Nazmi Öner IP: 62.248.9.xxx Tarih : 14.06.2010 19:09:15

Sayın Törün. Büyük bir ilgi ve hayranlıkla izlediğim yazı dizinizle ilgili görüşlerimi şu anda son yazısı yayınlanan Kürt Açılımının arkasından yayınlayacağım. Bu yazınızda dinsel hoşgörüsüzlükte temel etken olan köktenciliği de çok güzel işlemişsiniz. Fakat bugünkü yazınızda Ayan Hırsi Ali adını görünce dayanamadım. Köktencilik karşıtı bir köktenciliğe de örnek olması için Hırsi Ali ile ilgili birkaç şey yazmak istedim. Hani köktendincilerin, kendinden başkaları için besledikleri o vahşi ve zapt edilemez saldırganlık vardır ya, Hırsi Ali’nin de dindarlara ve dinlere karşı aynı vahşet içinde kin ve garez beslediğine tanık oldum. 4 Kasım 2004 günü Hollanda’ya vardığım zaman, yazınızda adı geçen Hollandalı gazeteci yazar ve rejisör Theo Van Gogh birkaç gün önce öldürülmüştü. Ve televizyonlarda aylarca bu olayın tartışmalarını izledim. Maalesef tartışmaların en ateşli, en hırslı ve en agresif katılımcısı, Hollanda Parlamentosunun köktencilere karşı onlardan daha köktenci duygular besleyen milletvekili Hırsi Ali idi. İslam ve İslamları o kadar aşağılıyor, suçluyordu ki, bir milyon kafiri bir anda öldürmek veya öldürtmek isteyen bir Müslüman köktendinci gibi, Hollanda’da ki bir milyon Müslüman’ın bir anda yok edilmesi halinde bile rahatlayamayacak, tüm Müslümanların yok edilmesini ister bir tavır içindeydi. Oysa olayda bir Müslüman Marok, Theo Van Gogh’u öldürmüştü. Her din ve milletten Hollanda toplumu olayı kınamaktaydı. Ama Maroklar kadar, Türk okulları, yurtları, camileri de kundaklanıyordu. Tartışmalarda Hollandalılar dahil herkes barış ve sükunun sağlanması için serinkanlı çareler arıyor ve tavsiyelerde bulunuyordu. Hatta olaydan on gün kadar sonra Ramazan Bayramıydı. Başbakan Balkanande olayları yatıştırmak amacıyla Türk camisine Müslümanlarla bayramlaşmaya gelmişti. Müslüman, Hıristiyan din adamları bile, sükunet tavsiye ederken, Hırsi Ali tek tahrikçiydi. İnançlardan nefreti yüzüne vurmuş ve nefretten başka bir şey düşünemiyordu. Oysa böyle bir davranış köktenciliği haklı kılmak ve güçlendirmekten başka bir işe yaramayacaktı.

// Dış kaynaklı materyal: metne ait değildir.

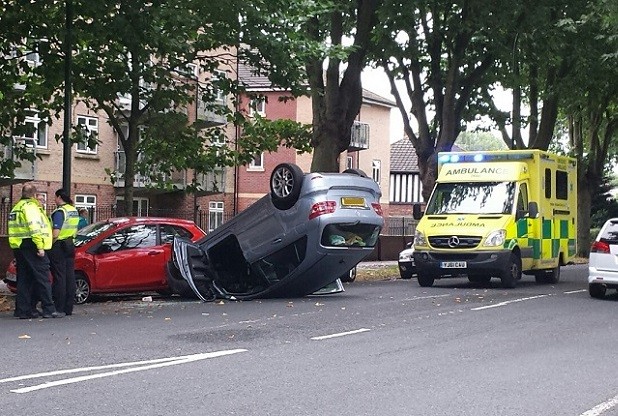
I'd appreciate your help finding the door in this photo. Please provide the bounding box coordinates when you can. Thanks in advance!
[94,224,165,291]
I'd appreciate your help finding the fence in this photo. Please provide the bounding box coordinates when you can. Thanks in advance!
[0,203,418,236]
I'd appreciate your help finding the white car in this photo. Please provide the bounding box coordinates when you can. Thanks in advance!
[588,218,618,299]
[398,242,416,279]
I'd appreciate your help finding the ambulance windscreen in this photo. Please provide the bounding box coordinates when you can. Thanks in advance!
[425,182,515,215]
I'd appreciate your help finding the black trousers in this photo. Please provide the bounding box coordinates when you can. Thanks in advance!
[13,239,56,316]
[49,238,75,315]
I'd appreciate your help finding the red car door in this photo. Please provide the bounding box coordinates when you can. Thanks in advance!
[93,224,170,292]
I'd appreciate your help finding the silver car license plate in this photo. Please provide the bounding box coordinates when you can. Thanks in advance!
[440,261,467,269]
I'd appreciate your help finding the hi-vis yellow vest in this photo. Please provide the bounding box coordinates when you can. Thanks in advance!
[8,198,52,250]
[52,204,79,240]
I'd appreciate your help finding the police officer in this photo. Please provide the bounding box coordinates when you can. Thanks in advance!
[49,189,79,315]
[8,184,64,319]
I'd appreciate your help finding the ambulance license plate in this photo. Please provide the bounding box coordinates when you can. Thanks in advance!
[440,261,467,269]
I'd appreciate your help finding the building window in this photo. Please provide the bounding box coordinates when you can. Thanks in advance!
[389,173,423,204]
[249,97,266,117]
[248,153,264,171]
[73,194,97,222]
[75,195,97,209]
[208,201,224,232]
[371,159,382,183]
[36,192,47,210]
[212,71,226,104]
[77,116,99,154]
[116,196,149,217]
[20,111,47,148]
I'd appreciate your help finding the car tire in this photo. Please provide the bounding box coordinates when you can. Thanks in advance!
[341,168,367,178]
[416,272,435,287]
[270,163,304,210]
[339,267,356,283]
[588,283,607,299]
[399,270,413,280]
[500,253,521,289]
[75,273,92,305]
[534,264,560,284]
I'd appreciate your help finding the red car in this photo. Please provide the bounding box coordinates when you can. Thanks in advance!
[5,217,206,304]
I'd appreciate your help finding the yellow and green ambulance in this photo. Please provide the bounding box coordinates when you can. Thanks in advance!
[413,150,577,288]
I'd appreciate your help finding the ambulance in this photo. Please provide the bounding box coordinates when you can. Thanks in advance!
[413,150,577,288]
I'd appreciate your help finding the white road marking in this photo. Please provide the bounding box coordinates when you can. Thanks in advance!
[311,328,371,341]
[5,349,247,393]
[579,395,618,416]
[471,295,549,311]
[402,294,452,301]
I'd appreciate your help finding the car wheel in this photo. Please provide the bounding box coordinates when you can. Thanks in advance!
[416,273,435,287]
[468,274,491,284]
[75,273,90,305]
[270,163,304,210]
[500,253,521,289]
[534,265,560,284]
[399,270,412,280]
[341,168,367,178]
[339,266,356,283]
[588,283,606,299]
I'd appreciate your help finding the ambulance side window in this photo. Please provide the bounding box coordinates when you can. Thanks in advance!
[545,169,551,199]
[556,170,569,199]
[517,183,528,211]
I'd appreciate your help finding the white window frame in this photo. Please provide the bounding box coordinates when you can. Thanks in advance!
[20,110,47,149]
[212,70,227,104]
[247,153,264,171]
[75,116,99,155]
[73,194,97,221]
[208,201,225,232]
[371,159,382,183]
[249,97,266,117]
[36,192,47,211]
[345,156,354,169]
[116,196,150,217]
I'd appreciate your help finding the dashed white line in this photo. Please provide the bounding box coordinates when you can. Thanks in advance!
[471,295,549,311]
[5,349,247,393]
[579,395,618,416]
[311,328,371,341]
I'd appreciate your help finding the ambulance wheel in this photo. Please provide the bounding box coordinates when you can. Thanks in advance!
[416,272,435,287]
[500,253,521,289]
[270,163,304,210]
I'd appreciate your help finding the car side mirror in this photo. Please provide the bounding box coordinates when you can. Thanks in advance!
[97,243,113,254]
[412,204,424,220]
[528,202,539,218]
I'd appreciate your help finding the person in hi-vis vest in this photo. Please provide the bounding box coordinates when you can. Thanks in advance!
[49,189,79,315]
[8,183,64,319]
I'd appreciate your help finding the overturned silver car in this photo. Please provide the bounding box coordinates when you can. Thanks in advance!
[168,163,384,301]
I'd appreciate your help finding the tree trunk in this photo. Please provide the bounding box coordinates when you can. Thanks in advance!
[577,169,594,257]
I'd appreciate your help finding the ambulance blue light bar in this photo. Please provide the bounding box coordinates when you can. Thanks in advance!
[438,151,533,163]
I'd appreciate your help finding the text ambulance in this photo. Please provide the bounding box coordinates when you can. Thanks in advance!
[414,150,577,288]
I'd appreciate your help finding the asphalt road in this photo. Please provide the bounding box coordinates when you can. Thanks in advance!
[0,265,618,416]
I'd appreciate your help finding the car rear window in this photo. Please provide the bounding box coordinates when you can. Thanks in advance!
[322,224,380,247]
[600,221,618,244]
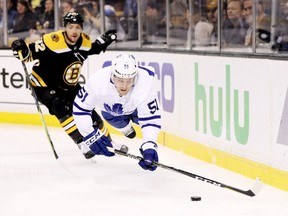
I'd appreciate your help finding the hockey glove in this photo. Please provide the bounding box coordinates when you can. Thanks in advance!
[83,129,115,157]
[95,30,117,52]
[11,38,30,61]
[138,141,158,171]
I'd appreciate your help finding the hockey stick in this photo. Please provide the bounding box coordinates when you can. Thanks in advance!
[18,51,59,160]
[108,148,262,197]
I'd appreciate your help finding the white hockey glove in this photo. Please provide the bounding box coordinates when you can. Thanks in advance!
[83,129,115,157]
[95,30,117,52]
[11,38,30,61]
[138,141,159,171]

Daha doğrusu olaylara akıl ve bilimle, evrensel ve etik değerler çerçevesinde yaklaşılmadığı zaman, yani yaklaşım aklın denetiminden çıkıp da nefretin esiri olmuşsa, yaklaşanın ne taraftan ne tarafa ve nasıl yaklaştığı önemli olmuyor artık. Ben bu olayda Theo Van Gogh’u öldüren Marok kadar, Hırsi Ali’yi de radikal ve kendi tarafında köktenci bulmuştum. Çok açık ve net düşüncelerle tam bir genelleme ve özetleme içeren ve köktenciliğin işlendiği bir yazıda, elbette ki karşı köktencilik, ayrı bir yazı konusudur. Ama ben Hırsi Ali İsmini görünce dayanamayıp, kendisinin köktencilik kurbanı bir kadın olmasına karşın, karşı köktenciliğe soyunmasını yadırgadığımı belirtmek istedim.